Among the mourners will be Senate colleagues, vice president

Sen. Dianne Feinstein, seen here in May, will be mourned this week in California, as Senate colleagues plan to make the trip.
Sen. Dianne Feinstein, seen here in May, will be mourned this week in California, as Senate colleagues plan to make the trip. (Tom Williams/CQ Roll Call)

The Senate will adjourn earlier than planned this week, with no session on Thursday, to allow members to travel to California and pay their respects to the late Sen. Dianne Feinstein. 

The Democrat herself made one last flight home to San Francisco this weekend, with her friend, neighbor and fellow trailblazing woman Nancy Pelosi at her side.

Feinstein died last week in her Washington, D.C., home at the age of 90, just hours after casting her final vote in a career that saw more than 9,500 of them. Briefly eulogizing her on the House floor Friday, an emotional Pelosi said, “she left on her terms.”

Pelosi accompanied Feinstein’s body back to California on Saturday, flying on a military plane from the president’s fleet shortly after voting on a last-minute deal to keep the federal government open.

Feinstein was California’s first and longest-serving woman senator, and after three decades on the Hill, it would not have been strange to see her honored there, as some other prominent lawmakers have been in recent years. The late former Sens. Bob Dole and Harry Reid both lay in state at the Capitol, as did Rep. Don Young, who died in office last year.

Instead, Feinstein will lie in state at San Francisco City Hall on Wednesday, reflecting her deep connection to the city. That will be followed by a funeral service on Thursday, and the late senator will be buried at a family-only ceremony thereafter.

Among the mourners traveling to the funeral service will be California’s other senator, Alex Padilla, his office confirmed, and his predecessor, Vice President Kamala Harris. It’s not yet clear how many other senators will make the trip. On the other side of the Capitol, the House is gearing up for a potentially chaotic week as Rep. Matt Gaetz threatens to try to oust Speaker Kevin McCarthy, and absences there could be another variable in the equation.      

Feinstein first won office in 1969, taking a seat on the San Francisco Board of Supervisors. She became the board’s first female president in 1978. She first gained national prominence announcing the assassinations of Mayor George Moscone and Supervisor Harvey Milk.
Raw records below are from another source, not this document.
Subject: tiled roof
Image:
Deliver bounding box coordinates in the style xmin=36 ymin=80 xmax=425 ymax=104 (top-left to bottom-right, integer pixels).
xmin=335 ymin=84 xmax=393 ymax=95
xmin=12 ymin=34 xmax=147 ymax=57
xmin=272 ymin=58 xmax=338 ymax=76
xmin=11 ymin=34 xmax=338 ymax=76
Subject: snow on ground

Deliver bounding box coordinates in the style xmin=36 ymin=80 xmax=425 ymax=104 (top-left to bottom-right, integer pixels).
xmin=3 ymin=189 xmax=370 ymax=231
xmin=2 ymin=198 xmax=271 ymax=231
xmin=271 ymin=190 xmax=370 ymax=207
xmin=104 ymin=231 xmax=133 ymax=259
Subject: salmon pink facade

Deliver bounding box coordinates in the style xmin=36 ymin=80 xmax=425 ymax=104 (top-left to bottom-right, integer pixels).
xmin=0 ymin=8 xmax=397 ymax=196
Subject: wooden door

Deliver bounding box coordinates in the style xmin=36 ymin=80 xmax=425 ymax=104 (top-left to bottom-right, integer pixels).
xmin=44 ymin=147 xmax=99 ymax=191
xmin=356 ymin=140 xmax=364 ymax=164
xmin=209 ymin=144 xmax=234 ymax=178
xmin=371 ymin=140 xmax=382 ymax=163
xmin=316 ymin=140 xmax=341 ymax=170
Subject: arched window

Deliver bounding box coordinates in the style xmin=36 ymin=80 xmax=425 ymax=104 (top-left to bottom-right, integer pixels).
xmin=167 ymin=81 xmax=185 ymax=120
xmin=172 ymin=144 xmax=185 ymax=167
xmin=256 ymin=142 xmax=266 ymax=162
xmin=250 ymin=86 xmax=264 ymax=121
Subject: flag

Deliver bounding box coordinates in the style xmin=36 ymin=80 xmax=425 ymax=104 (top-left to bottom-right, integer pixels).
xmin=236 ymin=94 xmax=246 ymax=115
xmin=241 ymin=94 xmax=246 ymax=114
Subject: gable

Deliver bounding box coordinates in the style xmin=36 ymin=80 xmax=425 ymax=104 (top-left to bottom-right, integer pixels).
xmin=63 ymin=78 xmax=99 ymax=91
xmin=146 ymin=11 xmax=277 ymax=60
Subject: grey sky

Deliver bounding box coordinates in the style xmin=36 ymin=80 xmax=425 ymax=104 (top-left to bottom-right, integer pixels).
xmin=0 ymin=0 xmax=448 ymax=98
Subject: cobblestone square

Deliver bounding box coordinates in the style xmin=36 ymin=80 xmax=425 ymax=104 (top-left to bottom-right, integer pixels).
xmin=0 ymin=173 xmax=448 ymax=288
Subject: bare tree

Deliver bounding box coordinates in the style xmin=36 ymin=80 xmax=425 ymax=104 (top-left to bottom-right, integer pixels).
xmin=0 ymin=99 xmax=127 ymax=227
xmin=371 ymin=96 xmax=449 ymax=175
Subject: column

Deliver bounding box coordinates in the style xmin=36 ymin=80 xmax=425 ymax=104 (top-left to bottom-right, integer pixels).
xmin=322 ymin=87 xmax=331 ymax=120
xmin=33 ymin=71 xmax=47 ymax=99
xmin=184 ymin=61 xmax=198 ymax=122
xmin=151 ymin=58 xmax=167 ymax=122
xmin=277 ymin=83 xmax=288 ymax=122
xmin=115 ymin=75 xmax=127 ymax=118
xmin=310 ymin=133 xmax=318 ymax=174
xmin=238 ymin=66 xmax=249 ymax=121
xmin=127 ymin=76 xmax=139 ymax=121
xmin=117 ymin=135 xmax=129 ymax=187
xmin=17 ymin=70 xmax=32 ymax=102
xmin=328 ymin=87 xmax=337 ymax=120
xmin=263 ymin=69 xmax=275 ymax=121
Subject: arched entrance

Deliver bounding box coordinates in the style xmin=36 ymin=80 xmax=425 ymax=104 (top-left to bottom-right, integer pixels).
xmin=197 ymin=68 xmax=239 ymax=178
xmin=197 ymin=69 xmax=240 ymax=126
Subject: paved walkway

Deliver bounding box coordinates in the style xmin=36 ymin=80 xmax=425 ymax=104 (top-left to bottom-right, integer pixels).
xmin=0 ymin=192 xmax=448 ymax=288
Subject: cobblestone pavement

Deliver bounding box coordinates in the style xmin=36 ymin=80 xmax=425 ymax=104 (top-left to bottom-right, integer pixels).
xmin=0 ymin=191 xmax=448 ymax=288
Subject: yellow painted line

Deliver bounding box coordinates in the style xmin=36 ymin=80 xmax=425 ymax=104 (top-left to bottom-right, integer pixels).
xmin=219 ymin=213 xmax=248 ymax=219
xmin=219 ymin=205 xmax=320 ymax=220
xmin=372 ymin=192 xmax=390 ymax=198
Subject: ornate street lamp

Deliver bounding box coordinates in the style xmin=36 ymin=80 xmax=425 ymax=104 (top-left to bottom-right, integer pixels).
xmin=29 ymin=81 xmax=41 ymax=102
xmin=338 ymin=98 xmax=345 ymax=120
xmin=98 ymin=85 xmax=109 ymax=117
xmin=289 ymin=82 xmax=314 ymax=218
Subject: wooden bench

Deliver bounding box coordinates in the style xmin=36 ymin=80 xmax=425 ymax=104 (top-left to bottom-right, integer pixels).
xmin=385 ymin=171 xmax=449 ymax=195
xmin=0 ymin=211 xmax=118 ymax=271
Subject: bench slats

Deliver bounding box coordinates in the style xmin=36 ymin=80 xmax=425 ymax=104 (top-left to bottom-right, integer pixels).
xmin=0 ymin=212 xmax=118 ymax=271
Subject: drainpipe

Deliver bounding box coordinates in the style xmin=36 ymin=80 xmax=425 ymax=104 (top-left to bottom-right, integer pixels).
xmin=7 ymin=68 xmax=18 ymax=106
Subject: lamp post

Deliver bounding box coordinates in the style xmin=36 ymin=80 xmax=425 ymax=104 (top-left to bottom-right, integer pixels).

She assumed the mayorship, becoming the first woman in that role, and then won election.

The violence that propelled her political career forward inspired her ceaseless efforts to curb gun violence, which culminated with passage of the semi-automatic weapons ban in 1994. Democrats’ efforts to revive the law, which expired in 2004, have fallen short, even as mass shootings have become horrifically common.

On Sunday, California Gov. Gavin Newsom appointed Laphonza Butler to fill the remainder of Feinstein’s term. Butler recently led the abortion rights campaign group EMILY’s List and before that spent 20 years as president of SEIU Local 2015, a home care workers union in California.

Butler will serve until a replacement is elected in a still-unscheduled special election. Three House Democrats — Barbara Lee, Katie Porter and Adam B. Schiff — are running in the March primary for the full, six-year term, and can also run in the special election.

Butler is scheduled to be sworn in by Harris on Tuesday. She will become the first openly gay Black woman to serve in the Senate.